Memória – Eneida de Moraes – ENEIDA

Eneida
Por Camila Oliver

No registro de nascimento, Eneida de Villas Boas Costa, após o casamento, Eneida de Villas Boas Costa de Moraes, na vida e na luta, plenamente, ENEIDA. Nasceu em Belém, no estado do Pará, em 23 de outubro de 1904, foi jornalista, escritora, mãe (de Lea e Octavio Sérgio), militante política, carnavalesca e pesquisadora.

Segundo Eunice Ferreira dos Santos (2005, p.99), Eneida foi uma “[…]mulher que rompeu, ou pelo menos afrontou, os padrões instituídos ao papel feminino de sua época, transitando em redutos considerados masculinos: a redação de jornais, a publicação de livros e a célula partidária”.

A sua entrega à revolução e à escrita teve o alto custo que os padrões sociais vigentes cobram às mulheres que ousam lutar. Além do preço de prisão, Eneida afastou-se dos seus filhos. Contudo, o círculo de amizades no meio cultural brasileiro a reaproximou do seu filho Octávio, o qual tornou-se jogador de futebol, chegando a jogar na seleção brasileira. De acordo com alguns relatos, Eneida assistiu, sem ser percebida, a alguns jogos que o filho disputara.

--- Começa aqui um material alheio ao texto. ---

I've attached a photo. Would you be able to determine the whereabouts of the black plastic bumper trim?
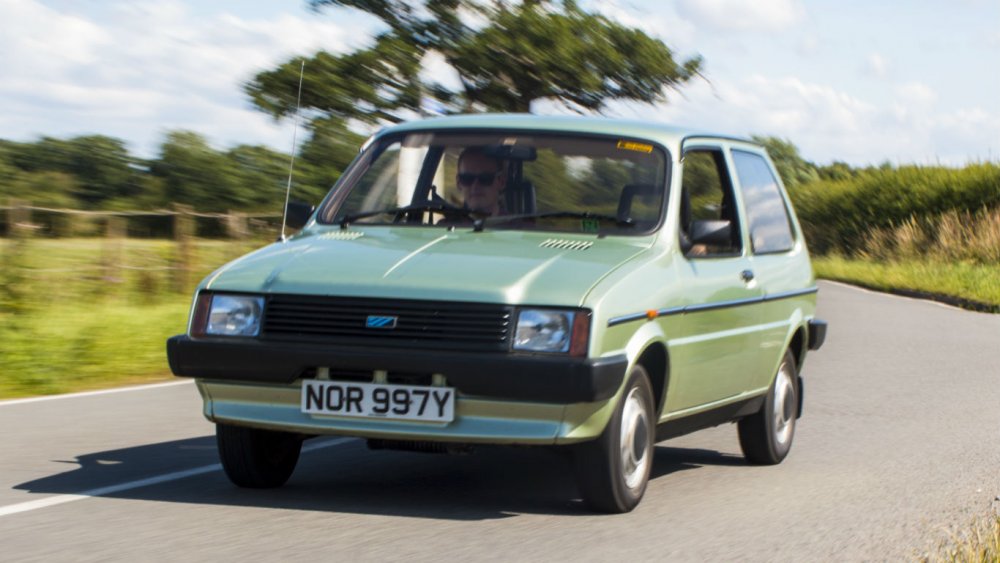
[167,335,628,404]
[809,319,826,350]
[608,287,819,327]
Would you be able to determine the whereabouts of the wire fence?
[0,201,281,305]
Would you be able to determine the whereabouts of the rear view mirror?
[483,145,538,161]
[285,201,316,229]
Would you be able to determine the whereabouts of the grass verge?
[920,516,1000,563]
[813,256,1000,312]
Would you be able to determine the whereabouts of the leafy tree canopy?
[753,135,820,190]
[246,0,702,122]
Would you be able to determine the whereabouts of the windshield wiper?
[473,211,635,232]
[340,203,483,229]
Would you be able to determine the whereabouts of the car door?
[668,143,761,412]
[730,146,814,389]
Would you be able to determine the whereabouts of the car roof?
[378,113,753,146]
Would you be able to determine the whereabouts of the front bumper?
[167,335,628,404]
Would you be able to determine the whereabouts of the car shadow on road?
[14,436,743,520]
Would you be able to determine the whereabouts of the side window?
[680,149,742,257]
[733,150,794,253]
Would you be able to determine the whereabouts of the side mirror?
[691,219,733,246]
[285,201,316,229]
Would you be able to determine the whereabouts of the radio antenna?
[281,59,306,242]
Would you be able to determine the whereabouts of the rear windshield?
[320,133,667,235]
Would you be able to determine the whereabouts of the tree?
[2,135,139,208]
[151,131,246,212]
[246,0,701,122]
[753,135,820,190]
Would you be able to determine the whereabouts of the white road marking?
[0,379,194,407]
[822,280,975,313]
[0,438,356,518]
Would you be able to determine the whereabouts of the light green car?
[167,115,826,512]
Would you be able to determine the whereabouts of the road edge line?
[0,438,357,518]
[0,379,194,407]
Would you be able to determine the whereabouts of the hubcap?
[773,363,796,445]
[619,389,650,489]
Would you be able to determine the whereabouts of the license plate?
[302,379,455,422]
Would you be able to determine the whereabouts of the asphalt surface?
[0,283,1000,561]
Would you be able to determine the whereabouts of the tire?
[737,350,799,465]
[215,424,302,489]
[574,365,656,514]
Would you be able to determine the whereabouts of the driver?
[455,147,507,216]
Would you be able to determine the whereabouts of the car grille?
[261,295,513,351]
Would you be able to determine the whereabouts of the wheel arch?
[635,342,670,417]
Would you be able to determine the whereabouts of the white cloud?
[895,82,938,110]
[594,0,697,51]
[0,0,360,156]
[867,53,889,78]
[677,0,805,31]
[592,75,1000,165]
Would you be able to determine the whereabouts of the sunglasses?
[458,172,500,186]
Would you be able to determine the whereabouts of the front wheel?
[738,351,799,465]
[575,365,656,513]
[215,424,302,489]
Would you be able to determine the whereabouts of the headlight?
[514,309,590,356]
[191,294,264,336]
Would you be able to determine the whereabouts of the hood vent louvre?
[319,231,365,240]
[538,238,594,250]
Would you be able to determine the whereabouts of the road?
[0,283,1000,561]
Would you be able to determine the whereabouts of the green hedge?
[791,163,1000,254]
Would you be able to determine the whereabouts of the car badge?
[365,315,399,328]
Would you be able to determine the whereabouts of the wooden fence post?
[103,215,125,283]
[226,210,247,240]
[174,203,194,293]
[7,199,31,239]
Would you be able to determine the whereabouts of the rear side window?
[733,150,794,254]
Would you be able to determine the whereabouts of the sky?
[0,0,1000,166]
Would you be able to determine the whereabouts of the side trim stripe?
[608,286,819,327]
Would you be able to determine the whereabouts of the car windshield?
[320,133,666,235]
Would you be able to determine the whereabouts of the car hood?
[203,227,650,306]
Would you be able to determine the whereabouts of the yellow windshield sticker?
[618,141,653,154]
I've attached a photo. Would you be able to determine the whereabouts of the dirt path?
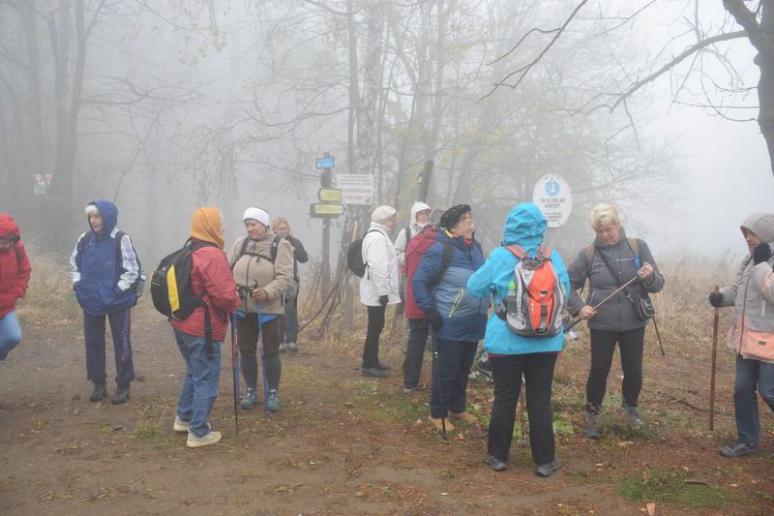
[0,314,774,514]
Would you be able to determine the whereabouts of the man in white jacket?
[360,206,400,378]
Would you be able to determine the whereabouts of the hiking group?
[0,201,774,476]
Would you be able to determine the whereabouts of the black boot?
[89,380,107,403]
[110,384,129,405]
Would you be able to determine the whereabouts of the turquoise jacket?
[467,203,570,355]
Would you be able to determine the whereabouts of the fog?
[0,0,774,278]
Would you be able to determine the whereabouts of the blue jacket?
[70,201,136,316]
[412,231,487,342]
[467,203,570,355]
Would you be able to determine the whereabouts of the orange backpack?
[496,245,566,337]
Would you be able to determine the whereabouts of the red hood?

A transgressão acompanhou Eneida desde a sua infância. Aos sete anos, inscreveu-se em secreto para o concurso de escritores infantis promovido pela revista Tico-Tico. Seus familiares só tomaram conhecimento quando o seu conto sobre o lenhador, personagem folclórico da Amazônia, recebeu o prêmio e o nome de Eneida estampou a capa da revista.  

A adolescência e início da juventude, de 1913 a 1918, Eneida passou no colégio interno Sion, no Rio de Janeiro, onde desenvolveu as suas habilidades na escrita do gênero epistolar, escrevendo cartas de amor em lugar das suas colegas e nas longas cartas que trocava com a sua mãe Júlia. Estas cartas foram o embrião das crônicas que Eneida passou a escrever a partir de 1920. 

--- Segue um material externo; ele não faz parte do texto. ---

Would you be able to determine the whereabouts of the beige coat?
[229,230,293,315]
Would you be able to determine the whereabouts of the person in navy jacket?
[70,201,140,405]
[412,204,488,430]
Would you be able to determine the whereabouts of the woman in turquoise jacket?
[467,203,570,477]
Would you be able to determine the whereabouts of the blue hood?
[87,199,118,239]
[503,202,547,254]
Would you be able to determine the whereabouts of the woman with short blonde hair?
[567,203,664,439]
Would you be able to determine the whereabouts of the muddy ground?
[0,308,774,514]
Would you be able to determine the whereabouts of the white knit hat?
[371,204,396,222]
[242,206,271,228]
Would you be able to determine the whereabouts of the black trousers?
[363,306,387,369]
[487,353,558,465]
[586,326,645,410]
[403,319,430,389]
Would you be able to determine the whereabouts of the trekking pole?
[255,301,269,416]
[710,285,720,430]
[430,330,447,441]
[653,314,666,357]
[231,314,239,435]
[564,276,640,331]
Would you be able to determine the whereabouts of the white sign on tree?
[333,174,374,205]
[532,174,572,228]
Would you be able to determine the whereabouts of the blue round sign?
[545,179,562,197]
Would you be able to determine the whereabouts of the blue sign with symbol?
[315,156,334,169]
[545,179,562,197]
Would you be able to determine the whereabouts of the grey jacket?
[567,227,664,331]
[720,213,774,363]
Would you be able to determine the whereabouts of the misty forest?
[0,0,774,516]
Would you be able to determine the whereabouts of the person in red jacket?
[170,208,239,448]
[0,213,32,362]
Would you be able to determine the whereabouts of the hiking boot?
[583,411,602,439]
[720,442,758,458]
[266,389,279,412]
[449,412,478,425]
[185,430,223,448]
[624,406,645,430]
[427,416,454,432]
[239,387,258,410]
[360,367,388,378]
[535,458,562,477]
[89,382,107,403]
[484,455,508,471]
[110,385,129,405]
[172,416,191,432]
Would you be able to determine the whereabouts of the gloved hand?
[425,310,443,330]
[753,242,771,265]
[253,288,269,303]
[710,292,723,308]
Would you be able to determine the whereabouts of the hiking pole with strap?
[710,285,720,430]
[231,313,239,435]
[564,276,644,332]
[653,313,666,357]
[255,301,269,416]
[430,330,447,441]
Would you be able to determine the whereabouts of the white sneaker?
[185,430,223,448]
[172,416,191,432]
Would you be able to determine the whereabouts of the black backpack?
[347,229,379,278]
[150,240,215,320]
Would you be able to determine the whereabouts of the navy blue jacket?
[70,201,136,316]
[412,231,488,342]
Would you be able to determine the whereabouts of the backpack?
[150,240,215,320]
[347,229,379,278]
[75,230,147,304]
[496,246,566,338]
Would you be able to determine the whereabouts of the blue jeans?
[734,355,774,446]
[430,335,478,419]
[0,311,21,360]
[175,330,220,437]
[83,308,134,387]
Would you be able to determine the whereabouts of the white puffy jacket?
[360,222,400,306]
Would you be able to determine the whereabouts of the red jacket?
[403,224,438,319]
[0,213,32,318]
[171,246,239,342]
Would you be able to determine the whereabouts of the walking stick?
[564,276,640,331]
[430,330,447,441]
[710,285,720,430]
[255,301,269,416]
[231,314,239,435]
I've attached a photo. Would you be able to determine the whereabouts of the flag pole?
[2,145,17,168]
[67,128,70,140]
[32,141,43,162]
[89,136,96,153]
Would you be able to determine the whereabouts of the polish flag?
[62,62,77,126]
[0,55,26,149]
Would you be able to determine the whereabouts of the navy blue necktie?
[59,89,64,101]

Retornou a Belém em 1918, quando começavam a surgir em sua cidade as associações literárias, revistas e jornais, que culminaram com o ressurgimento da Academia Paraense de Letras e a fundação da Associação de Imprensa do Pará. 

Assim, durante os anos 20 e 30, Eneida desenvolveu-se como escritora colaborando em jornais como o Estado do Pará, Para Todos (RJ), e nas revistas Guajarina, A Semana (onde escreveu com o pseudônimo “Miss Felicidade”) e Belém Nova

A década de 1920 foi de efervescência social, política e cultural no Brasil. Década da fundação do Partido Comunista do Brasil, Coluna Prestes, Semana de Arte Moderna de 1922, popularização do futebol e o primeiro desfile de uma Escola de Samba. Nesta ebulição, Eneida, reunida na “Academia ao ar livre”, debatia com outros grandes nomes da cena literária e cultural: Edgar Proença, Raul Bopp e Paulo de Oliveira. Nesse período, escreveu também para a revista Antropofagia, dirigida por Oswald, na qual publicou dois poemas: Banho de Cheiro e Assahi. O seu primeiro livro, uma coletânea de poemas, Terra Verde, foi publicado em 1929.

Em 1930, recebeu o prêmio “Muiraquitan” por sua participação nos movimentos literários de seu Estado. Neste mesmo ano, passou a residir no Rio de Janeiro, filiando-se, em 1932, ao Partido Comunista do Brasil (PCB). Com escrita dedicada à crônica e ao conto, por sugestão da sua amiga Eugênia Moreyra, adotou o nome literário de militante política, Eneida (sem os sobrenomes do pai ou do marido). Era declaradamente marxista: “A primeira vez que li o manifesto comunista de Marx e Engels, fui tomada de um entusiasmo tão grande que cada uma de suas palavras repercutia profundamente dentro de mim”. (Banho de Cheiro, 1962: 72). E: “…adquiri uma ideologia, tracei friamente o meu caminho e fui por ele, certa de estar certa…” (Carta Testamento – 1969). 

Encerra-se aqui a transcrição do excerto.